Je m’ennuie pas mal pendant que le formateur nous accable de sa position hiérarchique et sa chemisette jaune. Nous sommes debout, il est assis. Je note : « penser à m’asseoir plus souvent face aux élèves ». Enfin bon je m’habille chez Jules c’est quand même plus la classe ! Son powerpoint est agrémenté de quelques erreurs d’orthographe qui modèrent mon assoupissement et font le sel de ces animations peu pédagogiques. Il y est question du sens : il faudrait insister davantage sur l’explicite. Rappeler aux élèves qu’on apprend à lire pour savoir lire, ce genre de trucs. Ma présence stagne pourtant dans l’implicite vaseux. On m’a dit de venir, je voulais rester avec mes élèves, on m’a dit de venir quand même. J’ai très envie de partir tout de même quand on nous recommande de bien observer les élèves pour identifier ceux qui sont en difficulté. Je suis en TRES GRANDE DIFFICULTE et demande à aller aux toilettes en joignant le geste à la parole, tellement je ne peux pas me retiendre.
Comme souvent et parce qu’il n’y a pas mieux je pense à mon fils, élixir de paix intérieure.

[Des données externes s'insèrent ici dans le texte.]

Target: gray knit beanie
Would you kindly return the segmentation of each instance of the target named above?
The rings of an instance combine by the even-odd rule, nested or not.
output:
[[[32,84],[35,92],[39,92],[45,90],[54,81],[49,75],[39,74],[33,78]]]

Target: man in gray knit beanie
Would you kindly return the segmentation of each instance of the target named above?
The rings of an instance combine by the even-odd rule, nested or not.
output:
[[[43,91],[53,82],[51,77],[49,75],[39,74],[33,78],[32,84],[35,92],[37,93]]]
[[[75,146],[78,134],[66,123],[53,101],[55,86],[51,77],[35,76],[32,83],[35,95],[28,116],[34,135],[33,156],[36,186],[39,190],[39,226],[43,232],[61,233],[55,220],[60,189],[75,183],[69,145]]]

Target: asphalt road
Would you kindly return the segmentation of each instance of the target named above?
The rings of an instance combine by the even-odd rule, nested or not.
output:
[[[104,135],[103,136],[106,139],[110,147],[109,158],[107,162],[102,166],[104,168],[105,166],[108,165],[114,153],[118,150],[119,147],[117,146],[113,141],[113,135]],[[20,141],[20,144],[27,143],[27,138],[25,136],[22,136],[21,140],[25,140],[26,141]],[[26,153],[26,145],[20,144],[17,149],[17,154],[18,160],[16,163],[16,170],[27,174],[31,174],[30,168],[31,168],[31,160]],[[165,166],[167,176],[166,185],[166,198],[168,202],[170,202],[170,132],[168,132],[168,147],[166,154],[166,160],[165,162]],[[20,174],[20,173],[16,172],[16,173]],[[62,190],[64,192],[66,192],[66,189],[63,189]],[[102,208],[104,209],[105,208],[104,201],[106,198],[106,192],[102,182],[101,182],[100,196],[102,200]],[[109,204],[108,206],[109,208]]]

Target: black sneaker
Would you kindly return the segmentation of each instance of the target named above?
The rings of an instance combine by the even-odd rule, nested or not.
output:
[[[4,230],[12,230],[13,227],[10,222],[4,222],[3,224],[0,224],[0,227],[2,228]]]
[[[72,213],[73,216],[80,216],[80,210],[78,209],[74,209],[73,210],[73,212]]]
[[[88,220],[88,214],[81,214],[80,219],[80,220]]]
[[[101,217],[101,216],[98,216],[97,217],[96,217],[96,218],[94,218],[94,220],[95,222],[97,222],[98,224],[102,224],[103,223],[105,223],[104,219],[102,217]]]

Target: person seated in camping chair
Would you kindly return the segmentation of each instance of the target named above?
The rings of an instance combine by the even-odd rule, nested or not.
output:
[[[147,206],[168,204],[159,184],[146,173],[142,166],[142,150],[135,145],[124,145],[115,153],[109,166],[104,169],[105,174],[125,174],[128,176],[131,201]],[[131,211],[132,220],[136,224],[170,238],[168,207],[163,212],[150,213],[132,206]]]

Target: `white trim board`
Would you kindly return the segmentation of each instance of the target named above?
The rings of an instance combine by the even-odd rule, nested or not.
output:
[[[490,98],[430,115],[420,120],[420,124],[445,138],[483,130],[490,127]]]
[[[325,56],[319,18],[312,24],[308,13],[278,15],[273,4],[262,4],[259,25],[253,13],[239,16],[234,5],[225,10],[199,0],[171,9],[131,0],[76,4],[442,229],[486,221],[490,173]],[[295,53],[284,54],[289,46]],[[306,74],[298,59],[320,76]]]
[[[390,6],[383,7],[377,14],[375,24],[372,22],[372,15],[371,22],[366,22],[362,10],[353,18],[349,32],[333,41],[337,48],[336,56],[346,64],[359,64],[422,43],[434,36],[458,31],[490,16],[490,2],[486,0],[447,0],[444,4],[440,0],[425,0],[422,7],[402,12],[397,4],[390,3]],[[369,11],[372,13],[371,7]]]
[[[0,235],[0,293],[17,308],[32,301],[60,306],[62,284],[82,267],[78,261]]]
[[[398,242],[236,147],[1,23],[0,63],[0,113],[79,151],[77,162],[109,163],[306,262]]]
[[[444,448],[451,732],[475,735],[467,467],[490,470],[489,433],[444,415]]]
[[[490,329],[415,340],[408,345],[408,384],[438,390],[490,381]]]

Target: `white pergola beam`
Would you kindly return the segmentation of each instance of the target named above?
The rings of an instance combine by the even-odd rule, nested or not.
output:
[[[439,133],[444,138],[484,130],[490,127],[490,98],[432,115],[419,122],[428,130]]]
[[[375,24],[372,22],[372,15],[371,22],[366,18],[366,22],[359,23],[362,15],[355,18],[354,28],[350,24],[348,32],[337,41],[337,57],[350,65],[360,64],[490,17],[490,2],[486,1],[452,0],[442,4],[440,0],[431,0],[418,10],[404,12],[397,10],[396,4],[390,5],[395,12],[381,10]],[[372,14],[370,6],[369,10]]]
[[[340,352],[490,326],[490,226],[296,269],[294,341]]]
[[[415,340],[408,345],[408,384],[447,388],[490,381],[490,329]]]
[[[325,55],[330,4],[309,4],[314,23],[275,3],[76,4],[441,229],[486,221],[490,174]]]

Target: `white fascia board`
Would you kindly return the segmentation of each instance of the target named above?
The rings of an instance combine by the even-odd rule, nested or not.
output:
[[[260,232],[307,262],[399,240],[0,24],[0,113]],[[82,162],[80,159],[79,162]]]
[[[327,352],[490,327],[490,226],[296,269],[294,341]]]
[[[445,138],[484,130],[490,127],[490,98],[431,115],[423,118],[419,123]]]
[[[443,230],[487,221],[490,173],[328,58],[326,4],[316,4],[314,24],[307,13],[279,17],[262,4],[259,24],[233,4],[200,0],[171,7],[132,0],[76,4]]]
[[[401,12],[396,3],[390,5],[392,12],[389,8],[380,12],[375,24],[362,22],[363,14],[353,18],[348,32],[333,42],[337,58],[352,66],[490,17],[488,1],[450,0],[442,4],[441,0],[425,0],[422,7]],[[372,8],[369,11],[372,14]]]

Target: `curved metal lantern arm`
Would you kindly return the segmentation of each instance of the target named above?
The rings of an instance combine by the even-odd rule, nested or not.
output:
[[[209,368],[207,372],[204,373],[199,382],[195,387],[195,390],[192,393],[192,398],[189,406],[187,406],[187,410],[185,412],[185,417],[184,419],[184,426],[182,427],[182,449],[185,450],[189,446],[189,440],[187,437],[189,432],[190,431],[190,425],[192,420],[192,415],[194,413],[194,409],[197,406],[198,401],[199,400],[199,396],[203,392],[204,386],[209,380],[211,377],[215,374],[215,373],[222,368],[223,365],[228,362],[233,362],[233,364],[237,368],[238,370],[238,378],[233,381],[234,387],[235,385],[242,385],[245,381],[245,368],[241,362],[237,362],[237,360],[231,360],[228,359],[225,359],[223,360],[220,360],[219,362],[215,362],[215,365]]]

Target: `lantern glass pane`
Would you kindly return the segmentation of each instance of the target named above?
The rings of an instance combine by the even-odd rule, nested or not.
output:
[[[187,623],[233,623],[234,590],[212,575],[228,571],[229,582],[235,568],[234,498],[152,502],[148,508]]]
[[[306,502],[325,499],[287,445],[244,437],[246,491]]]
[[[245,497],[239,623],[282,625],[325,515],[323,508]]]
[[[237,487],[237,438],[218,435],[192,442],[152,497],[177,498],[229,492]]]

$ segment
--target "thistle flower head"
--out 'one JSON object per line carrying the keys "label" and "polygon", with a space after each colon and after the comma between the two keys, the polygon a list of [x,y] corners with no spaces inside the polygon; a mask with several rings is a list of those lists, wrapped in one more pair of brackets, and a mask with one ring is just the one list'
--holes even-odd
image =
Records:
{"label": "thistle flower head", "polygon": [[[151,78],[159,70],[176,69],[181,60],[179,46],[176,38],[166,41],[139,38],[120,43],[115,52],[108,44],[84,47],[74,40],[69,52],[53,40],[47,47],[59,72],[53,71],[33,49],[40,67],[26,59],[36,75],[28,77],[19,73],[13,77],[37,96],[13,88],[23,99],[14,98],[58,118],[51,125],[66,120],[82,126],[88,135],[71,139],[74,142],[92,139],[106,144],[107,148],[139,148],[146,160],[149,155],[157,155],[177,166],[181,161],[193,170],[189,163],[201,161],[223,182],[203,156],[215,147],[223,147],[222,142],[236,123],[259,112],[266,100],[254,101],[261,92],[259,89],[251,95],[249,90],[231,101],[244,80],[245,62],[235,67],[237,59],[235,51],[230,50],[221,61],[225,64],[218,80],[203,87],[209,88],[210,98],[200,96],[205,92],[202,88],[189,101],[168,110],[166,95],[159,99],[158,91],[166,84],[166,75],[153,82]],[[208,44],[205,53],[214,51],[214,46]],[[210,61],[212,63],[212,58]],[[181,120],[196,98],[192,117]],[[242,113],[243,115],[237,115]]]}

C’était à Castorama et pendant qu’on configurait une cuisine pour moi qui ne suis pas capable de le faire, le petit d’émoi testait toutes les cuisines et s’extasiait devant les charnières électriques et les tiroirs à épices. La blague : il ne les supporte pas, les épices. Ma conseillère (pédagogique) mention cuisine avait un sein gauche énorme et tatoué à sa mesure. Je m’extasiais aussi tandis qu’elle m’orientait, pour la pose, vers un artisan « qui travaille bien ». J’ai cru comprendre qu’elle le connaissait vraiment, mais alors vraiment très bien. Je suis reparti avec son mail et un tube de colle forte parce que je suis un papa qui bricole.
C’est l’après-midi formatage et nous changeons de formateur pour ne rien gâcher du temps perdu. Le temps, c’est de l’argent : voilà pourquoi nous sommes si bien payés. La formation c’est précieux dans l’éduc à la con nationale. Je crois bien que c’est la femme de l’autre, ils ont le même nom et les mêmes Birk en stock. L’IUFM n’a pas changé sauf le nom, que je n’ai d’ailleurs pas bien retenu, faut dire qu’on s’en fout. Y’a dans l’assistance (publique) un conseiller que j’aime bien, ce qui en fait quand même un, faut dire qu’il a le café chantant et de l’humour. Sans lui je partais à la pause et la mienne est à 10 heures le matin. Ses bons mots font passer le mal et l’heure plus vite. Je lui dédie cette publication parce qu’on voit très vite que c’est un mec bien. Alors en parlant de mec bien je pense encore à mon petit qui doit errer dans la cour et se chercher des sympathies chez les copains de sa petite sœur. Il veut écrire un texte pour le Printemps des auteurs, parce que le thème lui parle. C’est « La tête dans les étoiles ». Ouais, ça me parle bien aussi. On écrira à deux plumes à friction.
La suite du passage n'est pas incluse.